Walter’s War: Benghazi interlude

Previous chapter: On the road to Benghazi

March 1941

Benghazi town gave me a pleasant surprise. It was quite a large place, with wide streets and avenues. The buildings in the centre were solid stone mansions built in the style that I was to see later in southern Italy. All the shops and services were running. A jolly Italian barber gave me a haircut to the strains of “The Barber of Seville” (no kidding) and cafes and restaurants were still in business. What they had to sell I don’t know, suffering as I was from the chronic lack of money, which afflicted us all.

Benghazi was an important seaport, with a large harbour. The Italians were extending the mole to enclose more of the bay, using a lot of heavy equipment to place very large blocks of stone, and the whole port area bustled with cranes and all the usual paraphernalia of a docks.

We were stationed in an army barracks on the edge of town and I remember feeling uneasy at the prospect of going back into a building to live after such a long time in the open. This uneasiness was made worse by the crop of rumours flying around regarding the situation up at EI Agheila, which seemed to be the ‘front-line’.

We hadn’t gone any further than Benghazi, but the rest of what was left of our army, after the removal of a large part of it to Greece, was spread around somewhere in the desert to the west. The Air Force had taken over the field at Benina, just outside Benghazi. This airfield was littered with dozens of shot up planes from the Italian Reggia Aeronautica, and looked like a rubbish tip. British troops were thin on the ground everywhere and we began to feel a little vulnerable when we heard reports of the number of tanks and aircraft the Germans were said to be bringing in to Tripoli some five hundred miles to the westward.
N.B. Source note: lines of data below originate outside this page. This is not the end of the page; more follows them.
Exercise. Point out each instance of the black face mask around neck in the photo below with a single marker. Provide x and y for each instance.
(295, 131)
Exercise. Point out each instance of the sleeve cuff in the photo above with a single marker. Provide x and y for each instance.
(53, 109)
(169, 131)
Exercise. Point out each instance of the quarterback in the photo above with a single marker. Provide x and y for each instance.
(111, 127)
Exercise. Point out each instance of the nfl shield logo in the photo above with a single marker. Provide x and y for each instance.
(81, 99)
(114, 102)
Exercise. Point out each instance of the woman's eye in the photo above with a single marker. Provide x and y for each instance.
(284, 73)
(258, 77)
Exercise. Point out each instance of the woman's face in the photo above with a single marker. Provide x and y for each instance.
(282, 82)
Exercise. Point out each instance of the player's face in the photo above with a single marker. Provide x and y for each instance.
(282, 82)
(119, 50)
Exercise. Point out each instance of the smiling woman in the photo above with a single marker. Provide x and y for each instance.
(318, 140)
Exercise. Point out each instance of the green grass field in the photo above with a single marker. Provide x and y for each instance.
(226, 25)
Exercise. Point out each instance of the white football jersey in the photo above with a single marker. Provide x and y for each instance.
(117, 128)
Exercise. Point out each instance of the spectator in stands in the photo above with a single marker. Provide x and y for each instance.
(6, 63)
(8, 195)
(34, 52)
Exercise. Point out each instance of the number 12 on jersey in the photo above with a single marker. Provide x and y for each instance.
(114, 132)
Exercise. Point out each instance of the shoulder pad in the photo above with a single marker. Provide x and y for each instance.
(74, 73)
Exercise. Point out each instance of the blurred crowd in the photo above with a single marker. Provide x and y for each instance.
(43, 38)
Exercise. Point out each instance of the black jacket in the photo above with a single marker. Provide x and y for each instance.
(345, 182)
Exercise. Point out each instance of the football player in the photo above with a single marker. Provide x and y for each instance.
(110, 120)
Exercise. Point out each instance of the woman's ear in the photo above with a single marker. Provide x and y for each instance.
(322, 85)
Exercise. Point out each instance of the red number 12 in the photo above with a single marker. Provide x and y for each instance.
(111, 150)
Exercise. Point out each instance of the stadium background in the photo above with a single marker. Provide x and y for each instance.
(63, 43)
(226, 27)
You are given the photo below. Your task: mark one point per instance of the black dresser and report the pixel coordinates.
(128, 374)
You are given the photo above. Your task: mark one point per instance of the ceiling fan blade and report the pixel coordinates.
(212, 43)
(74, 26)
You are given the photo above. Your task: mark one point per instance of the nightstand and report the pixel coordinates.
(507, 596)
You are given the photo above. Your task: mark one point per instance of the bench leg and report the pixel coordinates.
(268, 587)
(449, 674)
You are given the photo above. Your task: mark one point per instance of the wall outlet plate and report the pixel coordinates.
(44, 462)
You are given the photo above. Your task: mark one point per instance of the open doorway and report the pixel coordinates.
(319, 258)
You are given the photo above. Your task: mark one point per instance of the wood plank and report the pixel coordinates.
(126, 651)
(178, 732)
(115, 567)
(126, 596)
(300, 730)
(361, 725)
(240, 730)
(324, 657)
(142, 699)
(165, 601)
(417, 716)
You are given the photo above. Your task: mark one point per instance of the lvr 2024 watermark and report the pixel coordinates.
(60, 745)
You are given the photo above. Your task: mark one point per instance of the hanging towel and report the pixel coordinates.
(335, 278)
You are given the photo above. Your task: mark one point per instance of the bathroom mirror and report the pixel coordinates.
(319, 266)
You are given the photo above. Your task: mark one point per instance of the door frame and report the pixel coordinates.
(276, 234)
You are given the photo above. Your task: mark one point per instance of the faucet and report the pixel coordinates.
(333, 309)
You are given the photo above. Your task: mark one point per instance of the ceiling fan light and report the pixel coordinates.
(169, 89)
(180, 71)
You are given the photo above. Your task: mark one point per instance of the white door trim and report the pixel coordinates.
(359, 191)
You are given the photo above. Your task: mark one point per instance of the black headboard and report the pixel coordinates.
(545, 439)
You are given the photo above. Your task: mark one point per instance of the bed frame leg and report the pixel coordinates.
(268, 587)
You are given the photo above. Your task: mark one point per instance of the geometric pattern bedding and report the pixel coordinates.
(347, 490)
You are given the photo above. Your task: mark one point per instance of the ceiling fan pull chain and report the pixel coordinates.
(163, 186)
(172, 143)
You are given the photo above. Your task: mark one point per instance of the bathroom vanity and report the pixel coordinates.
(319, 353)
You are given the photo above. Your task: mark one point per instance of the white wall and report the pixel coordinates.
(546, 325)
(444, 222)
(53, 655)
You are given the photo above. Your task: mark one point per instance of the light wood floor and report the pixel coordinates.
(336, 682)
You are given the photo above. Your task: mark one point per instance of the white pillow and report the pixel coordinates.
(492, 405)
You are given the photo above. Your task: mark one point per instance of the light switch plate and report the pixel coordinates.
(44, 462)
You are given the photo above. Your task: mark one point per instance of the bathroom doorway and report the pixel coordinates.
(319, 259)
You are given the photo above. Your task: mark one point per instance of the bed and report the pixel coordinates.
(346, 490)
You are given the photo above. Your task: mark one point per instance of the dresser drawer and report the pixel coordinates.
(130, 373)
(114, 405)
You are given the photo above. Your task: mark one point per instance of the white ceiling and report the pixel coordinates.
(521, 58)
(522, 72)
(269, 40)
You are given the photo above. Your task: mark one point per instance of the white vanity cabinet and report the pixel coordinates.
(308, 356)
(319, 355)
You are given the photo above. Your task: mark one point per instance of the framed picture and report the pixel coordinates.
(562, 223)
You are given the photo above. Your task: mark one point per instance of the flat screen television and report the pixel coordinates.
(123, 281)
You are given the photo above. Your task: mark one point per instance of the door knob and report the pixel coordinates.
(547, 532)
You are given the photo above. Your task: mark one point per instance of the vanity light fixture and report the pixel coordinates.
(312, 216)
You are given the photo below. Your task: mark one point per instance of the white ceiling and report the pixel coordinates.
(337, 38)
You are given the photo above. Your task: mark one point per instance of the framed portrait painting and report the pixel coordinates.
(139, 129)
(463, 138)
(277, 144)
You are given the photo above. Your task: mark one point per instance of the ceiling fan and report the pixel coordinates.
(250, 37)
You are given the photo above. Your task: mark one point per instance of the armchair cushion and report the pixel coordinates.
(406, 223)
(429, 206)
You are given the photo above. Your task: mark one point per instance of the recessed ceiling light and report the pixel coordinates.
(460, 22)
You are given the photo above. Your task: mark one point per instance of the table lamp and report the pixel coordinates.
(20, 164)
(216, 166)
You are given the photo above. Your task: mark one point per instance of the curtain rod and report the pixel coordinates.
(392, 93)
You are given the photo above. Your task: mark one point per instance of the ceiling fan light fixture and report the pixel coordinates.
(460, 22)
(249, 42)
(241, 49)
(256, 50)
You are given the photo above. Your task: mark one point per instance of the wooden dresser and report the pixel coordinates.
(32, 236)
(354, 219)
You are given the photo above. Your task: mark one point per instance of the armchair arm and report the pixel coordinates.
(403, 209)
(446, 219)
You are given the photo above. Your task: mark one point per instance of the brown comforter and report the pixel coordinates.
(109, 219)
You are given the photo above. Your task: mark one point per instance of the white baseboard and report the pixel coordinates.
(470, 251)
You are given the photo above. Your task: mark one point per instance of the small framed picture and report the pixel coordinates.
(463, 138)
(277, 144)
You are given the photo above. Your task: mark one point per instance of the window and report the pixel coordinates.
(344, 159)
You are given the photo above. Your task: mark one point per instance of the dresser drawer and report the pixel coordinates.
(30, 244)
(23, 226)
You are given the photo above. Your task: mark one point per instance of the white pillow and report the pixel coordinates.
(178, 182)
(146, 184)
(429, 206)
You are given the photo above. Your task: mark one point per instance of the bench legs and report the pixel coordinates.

Benghazi in 1940 (from a postcard)

 

In the square at the barracks I found a large six-wheeled trailer, which looked capable of carrying ten or twelve tons load. It was obviously something special instead of having the usual front pair of wheels on a solid axle, swivelling on a turntable; it had a regular lorry type front axle beam, with swivelling hubs connected by a tie bar and a drag link moved by the drawbar. The thing that made it special however was the long tie bar that ran back diagonally under the trailer chassis to a similar type of axle at the rear. Behind that axle was another solid beam axle with fixed wheel hubs. This was the first fully steerable, multi-wheel trailer I had ever seen, and I imagine it had been designed for use on the new Autostrade, which Mussolini had built in Italy. The higher speeds on these roads called for something better than the “horse and cart” type trailers in use everywhere until then. What it was doing there, miles away from its proper habitat, I don’t know, but it was to come in handy before long.